Selma Ikela
Windhoek-African leaders must be told that State House is a holy place and should not be converted into a den of thieves.
This reminder came from visiting Kenyan academic and lawyer Patrick Loch Otieno Lumumba, speaker at the New Era Publication Corporation Thought Leaders Series initiative held on Wednesday in Windhoek.
Lumumba’s presentation was titled ‘Africa unleashing her potential’. He said Africa can only succeed if its nations unite. He stated that African leaders must be told State House is a temple of justice and a repository of decision-making. “It is designed to liberate all from the chains of poverty and worry.
“It can be done and must be done and if it is not done, we will be done ourselves.”
“When you [president] have a wife you must tell her, it’s a holy place, you must tell your brother, and your friend that it is a holy place, and you are not going to convert it into a den of thieves,” he told a packed hall of over 600 attendees.
President Hage Geingob and First Lady Monica Geingos also graced the event – and Lumumba recognised the first couple’s humility for their unheralded presence in the audience.
The Kenyan said such humility displayed by the president and his wife will form part of his future public lectures across the African continent, where pomposity within political elites is a daily occurrence.
Among others who came to witness Lumumba deliver his lecture were local academics, lawyers, high-ranking members of society and young professionals.
He indicated that good things are happening in Africa but the only thing that stands in the path of Africa is corruption.
In his view, the best civic education against corruption is for nations to arrest one or two corrupt high-ranking officials, take their properties and send them to jail.
Lumumba said African problems are real and they fall and rise on leadership. “If you have bad leaders you will not go anywhere even if you pray and fast,” the executive director of The Kenyan Law School told his hyped-up audience.

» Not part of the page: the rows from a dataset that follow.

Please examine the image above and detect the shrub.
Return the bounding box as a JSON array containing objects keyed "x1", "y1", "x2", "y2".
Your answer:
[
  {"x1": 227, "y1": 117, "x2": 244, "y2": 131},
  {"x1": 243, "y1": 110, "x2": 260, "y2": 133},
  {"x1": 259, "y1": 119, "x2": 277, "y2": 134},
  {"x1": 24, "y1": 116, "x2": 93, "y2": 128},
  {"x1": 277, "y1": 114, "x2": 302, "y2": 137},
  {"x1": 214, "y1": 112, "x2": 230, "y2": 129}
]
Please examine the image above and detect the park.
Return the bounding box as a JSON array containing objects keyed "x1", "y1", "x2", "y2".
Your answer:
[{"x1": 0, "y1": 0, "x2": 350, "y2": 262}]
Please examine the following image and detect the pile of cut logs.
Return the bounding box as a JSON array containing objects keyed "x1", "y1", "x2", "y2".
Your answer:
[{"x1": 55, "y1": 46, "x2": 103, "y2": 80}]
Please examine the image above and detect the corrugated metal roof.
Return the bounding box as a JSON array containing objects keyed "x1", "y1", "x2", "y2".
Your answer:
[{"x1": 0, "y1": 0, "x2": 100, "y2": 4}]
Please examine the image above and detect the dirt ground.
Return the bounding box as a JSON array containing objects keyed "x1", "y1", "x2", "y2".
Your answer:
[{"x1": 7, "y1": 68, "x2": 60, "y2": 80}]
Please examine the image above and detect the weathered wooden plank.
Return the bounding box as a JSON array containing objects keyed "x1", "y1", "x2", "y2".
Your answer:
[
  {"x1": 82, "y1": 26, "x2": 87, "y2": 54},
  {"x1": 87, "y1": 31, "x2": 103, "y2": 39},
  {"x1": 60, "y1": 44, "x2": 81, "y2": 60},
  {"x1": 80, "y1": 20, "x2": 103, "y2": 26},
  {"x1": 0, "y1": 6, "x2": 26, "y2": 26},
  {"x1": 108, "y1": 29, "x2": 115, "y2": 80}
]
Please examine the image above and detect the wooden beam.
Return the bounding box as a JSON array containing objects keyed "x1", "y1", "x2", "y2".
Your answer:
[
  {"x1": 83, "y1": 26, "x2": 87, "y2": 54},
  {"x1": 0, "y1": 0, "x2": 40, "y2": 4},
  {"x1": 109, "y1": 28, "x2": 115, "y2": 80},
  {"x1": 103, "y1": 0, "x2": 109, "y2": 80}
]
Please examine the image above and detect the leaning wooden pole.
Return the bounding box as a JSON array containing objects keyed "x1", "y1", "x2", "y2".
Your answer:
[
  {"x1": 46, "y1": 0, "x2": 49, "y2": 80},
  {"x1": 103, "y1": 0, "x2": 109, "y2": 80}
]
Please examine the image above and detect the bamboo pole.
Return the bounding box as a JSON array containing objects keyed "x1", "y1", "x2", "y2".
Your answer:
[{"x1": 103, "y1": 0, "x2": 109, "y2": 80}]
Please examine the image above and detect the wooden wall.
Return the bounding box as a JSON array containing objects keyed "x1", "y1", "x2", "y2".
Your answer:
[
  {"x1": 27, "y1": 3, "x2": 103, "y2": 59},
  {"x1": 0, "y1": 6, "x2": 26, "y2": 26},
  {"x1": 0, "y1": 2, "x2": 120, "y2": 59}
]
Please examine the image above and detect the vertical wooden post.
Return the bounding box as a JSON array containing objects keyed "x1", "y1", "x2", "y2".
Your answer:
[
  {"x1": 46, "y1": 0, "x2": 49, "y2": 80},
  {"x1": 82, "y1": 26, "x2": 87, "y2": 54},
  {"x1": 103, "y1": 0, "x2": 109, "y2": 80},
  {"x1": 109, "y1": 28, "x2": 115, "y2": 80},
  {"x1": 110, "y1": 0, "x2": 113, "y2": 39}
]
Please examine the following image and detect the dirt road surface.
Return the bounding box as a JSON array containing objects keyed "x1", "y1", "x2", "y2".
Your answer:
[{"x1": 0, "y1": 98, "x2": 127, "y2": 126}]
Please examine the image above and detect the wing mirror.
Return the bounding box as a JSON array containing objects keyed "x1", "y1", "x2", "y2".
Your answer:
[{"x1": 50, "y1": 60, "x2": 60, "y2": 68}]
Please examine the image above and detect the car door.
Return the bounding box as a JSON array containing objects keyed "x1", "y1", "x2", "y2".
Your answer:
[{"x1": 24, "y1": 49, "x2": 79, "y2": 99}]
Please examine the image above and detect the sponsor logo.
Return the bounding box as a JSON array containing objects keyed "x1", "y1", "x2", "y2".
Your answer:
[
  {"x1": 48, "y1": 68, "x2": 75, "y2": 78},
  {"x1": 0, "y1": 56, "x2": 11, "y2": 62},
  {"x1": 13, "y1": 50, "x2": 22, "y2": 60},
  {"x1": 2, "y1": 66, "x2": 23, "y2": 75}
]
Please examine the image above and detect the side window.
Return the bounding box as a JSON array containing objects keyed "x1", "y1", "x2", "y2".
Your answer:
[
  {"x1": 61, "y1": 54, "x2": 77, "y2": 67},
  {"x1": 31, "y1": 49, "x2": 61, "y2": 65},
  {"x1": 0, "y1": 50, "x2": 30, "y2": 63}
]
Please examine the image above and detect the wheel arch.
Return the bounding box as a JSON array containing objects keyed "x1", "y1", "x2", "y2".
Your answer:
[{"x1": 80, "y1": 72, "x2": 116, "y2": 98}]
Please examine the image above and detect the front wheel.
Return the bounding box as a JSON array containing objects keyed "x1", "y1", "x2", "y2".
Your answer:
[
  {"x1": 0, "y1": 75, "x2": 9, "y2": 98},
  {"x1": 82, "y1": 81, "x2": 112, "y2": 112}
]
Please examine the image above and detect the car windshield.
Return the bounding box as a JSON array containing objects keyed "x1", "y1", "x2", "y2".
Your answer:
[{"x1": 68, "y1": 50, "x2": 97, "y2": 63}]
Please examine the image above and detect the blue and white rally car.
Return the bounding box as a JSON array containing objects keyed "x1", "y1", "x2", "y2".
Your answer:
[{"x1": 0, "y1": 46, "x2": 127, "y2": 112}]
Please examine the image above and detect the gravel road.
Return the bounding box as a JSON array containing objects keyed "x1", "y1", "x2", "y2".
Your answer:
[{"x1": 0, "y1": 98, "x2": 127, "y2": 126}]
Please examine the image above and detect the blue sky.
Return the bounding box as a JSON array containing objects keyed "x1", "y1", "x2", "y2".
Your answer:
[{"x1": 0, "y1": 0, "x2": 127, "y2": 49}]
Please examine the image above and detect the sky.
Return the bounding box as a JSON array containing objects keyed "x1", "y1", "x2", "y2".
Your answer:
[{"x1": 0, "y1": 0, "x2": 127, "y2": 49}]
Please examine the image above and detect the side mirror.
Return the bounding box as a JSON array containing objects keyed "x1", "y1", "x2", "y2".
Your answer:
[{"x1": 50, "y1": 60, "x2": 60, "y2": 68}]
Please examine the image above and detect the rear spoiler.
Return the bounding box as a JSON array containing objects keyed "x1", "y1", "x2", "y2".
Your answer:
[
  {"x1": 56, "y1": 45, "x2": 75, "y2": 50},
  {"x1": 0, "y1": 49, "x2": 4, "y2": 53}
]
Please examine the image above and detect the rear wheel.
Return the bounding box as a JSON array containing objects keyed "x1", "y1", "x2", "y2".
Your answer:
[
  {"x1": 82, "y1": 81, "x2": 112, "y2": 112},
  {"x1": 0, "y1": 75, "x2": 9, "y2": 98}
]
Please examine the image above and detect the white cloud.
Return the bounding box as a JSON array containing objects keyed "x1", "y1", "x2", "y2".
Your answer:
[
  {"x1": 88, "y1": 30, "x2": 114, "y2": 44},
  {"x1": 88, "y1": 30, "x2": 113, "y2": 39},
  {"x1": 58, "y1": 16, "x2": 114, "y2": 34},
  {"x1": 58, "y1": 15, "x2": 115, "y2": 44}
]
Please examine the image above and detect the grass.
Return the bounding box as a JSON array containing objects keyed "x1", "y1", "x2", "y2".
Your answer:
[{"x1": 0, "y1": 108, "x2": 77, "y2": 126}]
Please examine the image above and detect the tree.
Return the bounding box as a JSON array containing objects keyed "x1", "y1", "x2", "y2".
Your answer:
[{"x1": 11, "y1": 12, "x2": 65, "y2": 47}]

He said African problems are real to a woman who has no place to rest because of civil war in her country, to a man and woman who cannot go to school or have food to eat, or people who risk their lives crossing the Sahara Desert to face the Mediterranean Sea to go to Europe, because they believe it is better to die trying to do so than live in their country of birth.
Lumumba stated that the per capita income in Africa does not begin to tell the story because one African leader or government minister in Africa can own more than his entire village, and the tragedy is that the same minister still goes to church on Sundays and prays. “But he (minister) is stealing on an industrial scale.”
He also pointed out that many an African leader does not have faith in their national systems such as health and education.
“Leaders tell us on a daily basis they have improved the education situation in their countries. But oh, ask them to take their children to those schools, no, their children go to the United States of America, Australia and France.”
“So it is you and me who are godforsaken that we take our children to these schools that are local. Talk of low self-esteem.”
He added that African leaders have also become hunters and gatherers. “Our ancestors gathered wild fruits, but today our leaders are in the business of gathering cars, buildings and many things.”
In the 1960s, Lumumba said, the promise of independence was clear – that countries alleviate poverty so that people live in dignity, fight ignorance and do things on the basis of evidence and fight diseases.
“Even in Namibia life expectancy is not beyond 53 years. That is a toddler in Japan,” Lumumba added.